The Russians gave chess a prominence as a game for the intellectually superior possessed with strategic genius, staking their reputation as a world power on the number of grandmasters they have against any other country, and on the Chess titles which have been with Russia since after World War ll. Bobby Fischer comes along, reclusively studies all the Russian moves and game tactics, and pulverizes the iron wall to reach the championship by beating 24 Russian grandmasters in succession. The final battle against the behemoth chess machinery of Russia made allusions to a confrontation between the US and the USSR in a different battlefield inevitable. The championship match was headlined daily worldwide, and gave chess an unprecedented popularity; and Fischer superhero status.

But Fischer was a sportsman, perhaps an uncharacteristic one, who played and won the title not for political considerations or power struggles between two countries, but for himself. He was challenged by the Russian method that was unfairly skewed in their favor, and was determined to prove that he can best any Russian and vanquish their entire system, all by himself. Which he did, alone. As a sportsman, he was disgusted by cheating, lying, and decried those that did; he was against any form of domination and oppression in the game and spoke vocally and brusquely about it. In much the same way, he spoke against other forms of domination and oppression in areas around the globe, even against his own country, as many Americans do today. In the aftermath of 9/11, he uttered statements that favored the pulverizing of what he believed was the symbol of unfairness and greed in the acquisition of wealth to the impoverishment of other peoples and nations, in the same manner that he pulverized the Russian machinery of unfairness and greed. It was a personal antipathy with him toward American foreign policy, not directed towards the American people.

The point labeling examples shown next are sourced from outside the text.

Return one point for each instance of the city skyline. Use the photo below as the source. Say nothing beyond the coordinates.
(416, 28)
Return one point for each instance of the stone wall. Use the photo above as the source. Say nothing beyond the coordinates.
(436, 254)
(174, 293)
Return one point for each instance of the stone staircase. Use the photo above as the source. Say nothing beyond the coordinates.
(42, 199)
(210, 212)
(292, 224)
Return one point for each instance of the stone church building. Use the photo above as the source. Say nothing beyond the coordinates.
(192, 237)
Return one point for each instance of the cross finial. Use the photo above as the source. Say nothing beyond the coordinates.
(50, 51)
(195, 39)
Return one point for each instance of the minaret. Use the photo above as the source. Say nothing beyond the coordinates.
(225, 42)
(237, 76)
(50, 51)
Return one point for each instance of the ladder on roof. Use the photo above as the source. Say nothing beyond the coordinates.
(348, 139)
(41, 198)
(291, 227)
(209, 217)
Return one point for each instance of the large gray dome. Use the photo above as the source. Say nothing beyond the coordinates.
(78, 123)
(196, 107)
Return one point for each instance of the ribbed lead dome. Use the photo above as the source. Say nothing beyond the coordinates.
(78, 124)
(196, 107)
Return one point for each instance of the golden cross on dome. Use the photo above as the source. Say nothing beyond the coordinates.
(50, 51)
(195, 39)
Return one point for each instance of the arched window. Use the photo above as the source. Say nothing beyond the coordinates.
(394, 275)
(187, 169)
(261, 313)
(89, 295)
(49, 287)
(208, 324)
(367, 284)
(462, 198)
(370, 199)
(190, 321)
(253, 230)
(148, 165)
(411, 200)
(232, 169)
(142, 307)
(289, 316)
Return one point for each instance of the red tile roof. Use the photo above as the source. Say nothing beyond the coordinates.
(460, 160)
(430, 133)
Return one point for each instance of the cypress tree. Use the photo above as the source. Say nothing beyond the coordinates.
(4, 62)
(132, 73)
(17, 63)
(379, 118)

His death at age 64 (equal to the number of squares on a chessboard) due to kidney failure in Reykjavic, Iceland, where he battled Boris Spassky in 1972, is a tremendous loss for all those who loved and admired him despite his different nature. What should be remembered of Bobby Fischer is his genius, his courage, and his rebellious nature that outraged the formal and hypocritical structures of our time.

Bobby Fischer should be regarded as a hero, at least a sports hero, and should be accorded his proper place in the annals of successful men whose contributions inspired millions to emulate his accomplishments. He was mis-understood, and it would be difficult to bring out all sides in the life of a complex and complicated human being.

The fact that a lot of his former countrymen treat him as a pariah is the unkindest cut of all.



blogtommy said...

Complex and complicated to say the least. I was awfully small but I remember that match in 72 on TV. Talk about a social consciousness at the time...It was huge!


durano lawayan a.k.a. brad spit said...

Yes Blogtommy, he was larger than life to many people, but to those who were close to him he was a nice guy who lived a normal life. He only wanted to elevate the game, and disdained being used for political purposes, especially by those whose policies he could not agree with. Thanks for dropping by. --Durano, done!